The later edition can still perform the needed checks (since the config cannot be trusted since the user can just have replaced the /config/config.boot file) but without the current massive overhead of start python, do stuff, stop python, next line, start python, do stuff, stop python repeat.

That’s because there are different checks happening at different times; some when a set command is sent, and different checks when a commit is initiated. One could argue that mitigating an error when someone defines a configuration with set is more desirable than doing all the checking at the end and outputting potentially many errors.

The current scripting environment is essentially just the same as copying/pasting all the commands in a SSH session.

I get that you want to check this when typing the line in config-mode.

But why also do this when the config is commited or loaded during boot?

Its just wrong that it should take 10 minutes or more for a VyOS to boot just because it got a few hundred static routes configured along with some firewall rules.

Exactly, if the config has been validated previously, then during boot time, it should simply go up in the same state as it was previosuly, saving a lot of processing time.

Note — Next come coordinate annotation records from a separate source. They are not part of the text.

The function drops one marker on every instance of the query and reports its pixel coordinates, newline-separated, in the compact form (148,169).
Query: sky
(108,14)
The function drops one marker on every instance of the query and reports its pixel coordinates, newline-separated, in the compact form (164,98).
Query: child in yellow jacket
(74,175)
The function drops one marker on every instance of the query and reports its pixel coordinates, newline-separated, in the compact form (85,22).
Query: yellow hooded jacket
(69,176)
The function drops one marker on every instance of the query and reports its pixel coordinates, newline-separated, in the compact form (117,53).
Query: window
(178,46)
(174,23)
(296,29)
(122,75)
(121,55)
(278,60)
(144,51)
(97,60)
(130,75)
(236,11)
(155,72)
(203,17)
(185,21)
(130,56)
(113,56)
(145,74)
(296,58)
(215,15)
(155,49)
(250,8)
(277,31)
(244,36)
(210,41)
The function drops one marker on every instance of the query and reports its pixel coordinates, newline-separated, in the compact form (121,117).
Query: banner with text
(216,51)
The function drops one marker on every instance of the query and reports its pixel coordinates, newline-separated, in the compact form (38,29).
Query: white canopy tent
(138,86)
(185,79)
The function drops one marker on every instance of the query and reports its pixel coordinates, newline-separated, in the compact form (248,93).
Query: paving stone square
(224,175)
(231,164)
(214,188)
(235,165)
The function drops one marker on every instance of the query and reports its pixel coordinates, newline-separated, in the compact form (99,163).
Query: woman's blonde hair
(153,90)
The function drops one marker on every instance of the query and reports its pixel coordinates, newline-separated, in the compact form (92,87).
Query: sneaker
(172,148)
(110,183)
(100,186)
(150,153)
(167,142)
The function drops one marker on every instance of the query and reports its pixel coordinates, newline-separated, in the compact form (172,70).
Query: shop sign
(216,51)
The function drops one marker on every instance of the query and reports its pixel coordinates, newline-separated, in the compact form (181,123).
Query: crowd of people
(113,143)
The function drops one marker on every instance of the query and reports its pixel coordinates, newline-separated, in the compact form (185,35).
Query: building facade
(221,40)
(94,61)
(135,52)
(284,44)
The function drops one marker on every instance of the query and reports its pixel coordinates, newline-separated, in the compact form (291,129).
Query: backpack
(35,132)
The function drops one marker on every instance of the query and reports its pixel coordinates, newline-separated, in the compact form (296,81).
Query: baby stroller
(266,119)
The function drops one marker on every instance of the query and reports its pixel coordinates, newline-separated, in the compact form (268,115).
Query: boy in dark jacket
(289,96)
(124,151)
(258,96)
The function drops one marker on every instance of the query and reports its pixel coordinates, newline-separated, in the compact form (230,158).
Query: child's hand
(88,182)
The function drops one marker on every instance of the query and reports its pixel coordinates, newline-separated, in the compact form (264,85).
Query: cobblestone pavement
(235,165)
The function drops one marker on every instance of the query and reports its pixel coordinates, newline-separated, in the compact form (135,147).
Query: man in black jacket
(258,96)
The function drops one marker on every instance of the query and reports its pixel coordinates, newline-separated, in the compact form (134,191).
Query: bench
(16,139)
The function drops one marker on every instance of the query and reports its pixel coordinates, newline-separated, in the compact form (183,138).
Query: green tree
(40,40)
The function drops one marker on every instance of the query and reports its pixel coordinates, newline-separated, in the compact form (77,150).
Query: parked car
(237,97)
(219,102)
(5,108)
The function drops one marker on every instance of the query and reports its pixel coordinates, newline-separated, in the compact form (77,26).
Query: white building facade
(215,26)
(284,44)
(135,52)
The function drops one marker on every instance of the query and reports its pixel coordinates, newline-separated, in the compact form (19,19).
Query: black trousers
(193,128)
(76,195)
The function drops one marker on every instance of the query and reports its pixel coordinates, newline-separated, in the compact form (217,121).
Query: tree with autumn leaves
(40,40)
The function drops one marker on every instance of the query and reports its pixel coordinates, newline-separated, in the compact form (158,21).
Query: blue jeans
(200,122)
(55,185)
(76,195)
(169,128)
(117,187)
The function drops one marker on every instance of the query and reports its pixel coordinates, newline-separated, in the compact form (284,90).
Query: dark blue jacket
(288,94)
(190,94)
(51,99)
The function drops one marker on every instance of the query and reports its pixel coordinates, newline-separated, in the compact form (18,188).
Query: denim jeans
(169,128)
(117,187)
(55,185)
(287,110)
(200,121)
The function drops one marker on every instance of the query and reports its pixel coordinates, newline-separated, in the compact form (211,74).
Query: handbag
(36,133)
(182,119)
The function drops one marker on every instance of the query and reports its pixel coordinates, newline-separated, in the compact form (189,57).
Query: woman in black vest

Because there are different types of checks happening, not the exact same checks both at set and commit. Checks at set are mostly format related, like did you put in something in the format of a MAC address or is there a random J in there that doesn’t belong? Is that hex key 128bits, or did you only put in 120?

As you already pointed out the config.boot could be modified before the system is powered on so it still needs some validation on startup.

I’m not saying there’s no room for improvement, but you’re unfairly comparing a large wrapper written in Python to a native application written in (likely optimized) C. You’re further comparing commands typed, which not only are being validated, but text is then being sent to the screen (even without errors you’ll get the prompt of where you are in the config tree). This all takes processing time, and added together it does result in some lag compared to a C application that is loading and validating a text file/input with no output to the screen until the end.

If you have a better way to handle this, by all means submit a PR with the appropriate changes. The team is great to work with.

Well a basic sha/md5 validation, wouldn’t be enough to ensure it remains as it was before rebooting ? This way, saving much of the startup time ?

Where would that hash be stored? What’s to stop someone from just changing the hash? Or changing the config and updating the hash?

Do you agree with me, that if someone does that in purpose, that then its his responsibility if anything goes wrong in the process ? A sane user, like you and me, wouldn’t do it for sure. :wink:

But if I were a malicious actor that gained access to your system I could cause a lot of havoc just by changing a hash, no?

I’ve yet to be not surprised by some actions taken by users and administrators alike.

I don’t disagree that load time is a valid criticism. I just don’t think the solution is as simple as many may think.

If you gained access to the system, then you’ve answered yourself, period. You don’t even have to matter about what could be done, as if you have access, then that’s about it. :wink:

Could be for example solved by having a 2nd config called I dunno, “config.verified” or “config.cached” that has a cryptographically signed hash at bottom to verify that the content of this file hasnt been easily modified by accident by the admin so then the prechecks for EVERY line back and forth doesnt have to be done (since it already was done once).

This way we would avoid the scenario of an admin uploading a custom config which might contains errors.

And regarding creating PR’s, thanks - I have already created several for the past months.